Peter Taylor (born Jan. 8, 1917, Trenton, Tenn., U.S.—died Nov. 2, 1994, Charlottesville, Va.) was an American short-story writer, novelist, and playwright known for his portraits of Tennessee gentry caught in a changing society.
From 1936 to 1937 Taylor attended Vanderbilt University, Nashville, Tennessee, then the center of a Southern literary renaissance led by poets Allen Tate, Robert Penn Warren, and John Crowe Ransom. He transferred to Southwestern College in Memphis to study with Tate in 1937, then completed his B.A. in 1940 under Ransom at Kenyon College, Ohio. After serving in the army during World War II, Taylor taught at a number of schools until 1967, when he joined the faculty of the University of Virginia in Charlottesville.
Taylor is best known for his short stories, which are usually set in his contemporary Tennessee and which reveal conflicts between old rural society and the rough, industrialized “New South.” Much of Taylor’s fiction was first published in magazines, notably The New Yorker. His first collection, A Long Fourth, and Other Stories (1948), contains subtle depictions of family disintegration, a concern that continues to surface in his subsequent work. In his 1950 novella A Woman of Means, regarded by many as his finest work, a young narrator recalls his wealthy stepmother’s nervous collapse and reveals the tension between her city ways and his father’s rural values.

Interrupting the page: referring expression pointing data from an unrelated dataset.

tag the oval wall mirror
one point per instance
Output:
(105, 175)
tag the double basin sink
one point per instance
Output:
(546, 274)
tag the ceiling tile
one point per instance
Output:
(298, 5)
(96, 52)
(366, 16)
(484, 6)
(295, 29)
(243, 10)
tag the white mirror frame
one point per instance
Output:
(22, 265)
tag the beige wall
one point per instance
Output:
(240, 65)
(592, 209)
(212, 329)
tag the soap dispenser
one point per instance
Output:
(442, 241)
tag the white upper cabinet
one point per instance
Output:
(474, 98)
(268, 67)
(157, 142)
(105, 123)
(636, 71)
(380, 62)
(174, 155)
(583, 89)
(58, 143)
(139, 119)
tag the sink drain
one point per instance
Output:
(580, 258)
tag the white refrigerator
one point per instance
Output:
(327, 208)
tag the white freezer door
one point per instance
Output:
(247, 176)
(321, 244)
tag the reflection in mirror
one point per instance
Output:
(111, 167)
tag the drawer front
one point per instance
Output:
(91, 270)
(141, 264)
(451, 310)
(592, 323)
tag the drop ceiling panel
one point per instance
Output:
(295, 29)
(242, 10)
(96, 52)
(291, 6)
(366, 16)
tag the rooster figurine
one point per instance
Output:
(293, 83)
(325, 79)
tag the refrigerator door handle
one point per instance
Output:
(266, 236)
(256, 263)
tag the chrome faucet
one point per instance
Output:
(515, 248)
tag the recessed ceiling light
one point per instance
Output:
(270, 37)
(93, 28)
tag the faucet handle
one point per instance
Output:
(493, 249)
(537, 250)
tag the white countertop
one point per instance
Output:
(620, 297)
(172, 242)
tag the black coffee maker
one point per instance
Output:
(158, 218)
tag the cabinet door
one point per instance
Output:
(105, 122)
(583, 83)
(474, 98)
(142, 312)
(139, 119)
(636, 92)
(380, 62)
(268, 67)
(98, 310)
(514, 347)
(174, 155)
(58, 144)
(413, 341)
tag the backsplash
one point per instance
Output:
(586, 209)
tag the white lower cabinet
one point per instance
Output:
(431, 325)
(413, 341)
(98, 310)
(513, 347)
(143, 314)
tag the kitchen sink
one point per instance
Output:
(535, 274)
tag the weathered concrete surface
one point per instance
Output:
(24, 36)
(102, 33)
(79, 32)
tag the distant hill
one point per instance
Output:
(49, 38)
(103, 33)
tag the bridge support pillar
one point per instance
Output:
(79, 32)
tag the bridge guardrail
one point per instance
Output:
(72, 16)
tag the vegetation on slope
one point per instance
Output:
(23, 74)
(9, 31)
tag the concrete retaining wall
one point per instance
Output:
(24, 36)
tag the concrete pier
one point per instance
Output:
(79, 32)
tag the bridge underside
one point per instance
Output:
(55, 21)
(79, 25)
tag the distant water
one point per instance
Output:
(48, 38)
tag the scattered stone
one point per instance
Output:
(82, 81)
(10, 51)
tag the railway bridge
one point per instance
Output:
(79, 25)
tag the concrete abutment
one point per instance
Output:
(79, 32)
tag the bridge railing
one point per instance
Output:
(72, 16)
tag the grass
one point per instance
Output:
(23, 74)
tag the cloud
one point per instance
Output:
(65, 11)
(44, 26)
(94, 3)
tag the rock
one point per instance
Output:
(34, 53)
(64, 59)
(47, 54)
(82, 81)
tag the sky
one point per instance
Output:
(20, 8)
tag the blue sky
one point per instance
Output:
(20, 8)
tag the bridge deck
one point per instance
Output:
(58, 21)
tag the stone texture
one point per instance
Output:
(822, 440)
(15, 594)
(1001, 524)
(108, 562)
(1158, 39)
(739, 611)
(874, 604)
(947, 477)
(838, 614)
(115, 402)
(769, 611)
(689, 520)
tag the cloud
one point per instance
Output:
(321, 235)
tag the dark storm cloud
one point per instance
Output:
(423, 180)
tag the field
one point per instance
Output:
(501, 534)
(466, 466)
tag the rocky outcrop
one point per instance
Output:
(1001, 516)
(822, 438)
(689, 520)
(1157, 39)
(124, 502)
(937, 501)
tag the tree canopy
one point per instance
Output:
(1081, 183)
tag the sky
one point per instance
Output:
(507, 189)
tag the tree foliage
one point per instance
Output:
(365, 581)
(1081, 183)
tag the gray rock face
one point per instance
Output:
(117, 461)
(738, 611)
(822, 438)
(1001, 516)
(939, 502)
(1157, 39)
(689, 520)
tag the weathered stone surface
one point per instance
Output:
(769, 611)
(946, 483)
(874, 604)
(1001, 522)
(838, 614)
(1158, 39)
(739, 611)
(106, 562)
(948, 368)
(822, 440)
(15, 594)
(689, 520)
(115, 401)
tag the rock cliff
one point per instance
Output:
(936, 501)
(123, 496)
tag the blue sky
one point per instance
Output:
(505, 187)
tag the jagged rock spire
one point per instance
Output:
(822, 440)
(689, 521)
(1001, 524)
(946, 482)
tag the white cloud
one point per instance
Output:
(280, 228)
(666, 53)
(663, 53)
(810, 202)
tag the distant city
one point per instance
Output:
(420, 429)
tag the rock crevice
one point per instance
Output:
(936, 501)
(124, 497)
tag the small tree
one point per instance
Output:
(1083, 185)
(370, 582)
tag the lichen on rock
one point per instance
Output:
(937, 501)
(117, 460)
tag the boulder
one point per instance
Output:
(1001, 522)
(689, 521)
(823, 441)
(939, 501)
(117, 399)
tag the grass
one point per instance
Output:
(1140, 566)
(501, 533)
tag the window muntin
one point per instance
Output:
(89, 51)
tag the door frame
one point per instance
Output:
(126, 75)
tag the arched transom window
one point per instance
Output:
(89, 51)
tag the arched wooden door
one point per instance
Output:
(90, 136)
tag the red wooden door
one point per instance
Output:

The Widows of Thornton (1954), Happy Families Are All Alike (1959), and Miss Leonora When Last Seen and Fifteen Other Stories (1963) secured the author’s reputation as a master of short fiction. His later works include In the Miro District and Other Stories (1977), The Old Forest and Other Stories (1985), the Pulitzer Prize-winning novel A Summons to Memphis (1986), and The Oracle at Stoneleigh Court (1993), a collection of short stories and three plays.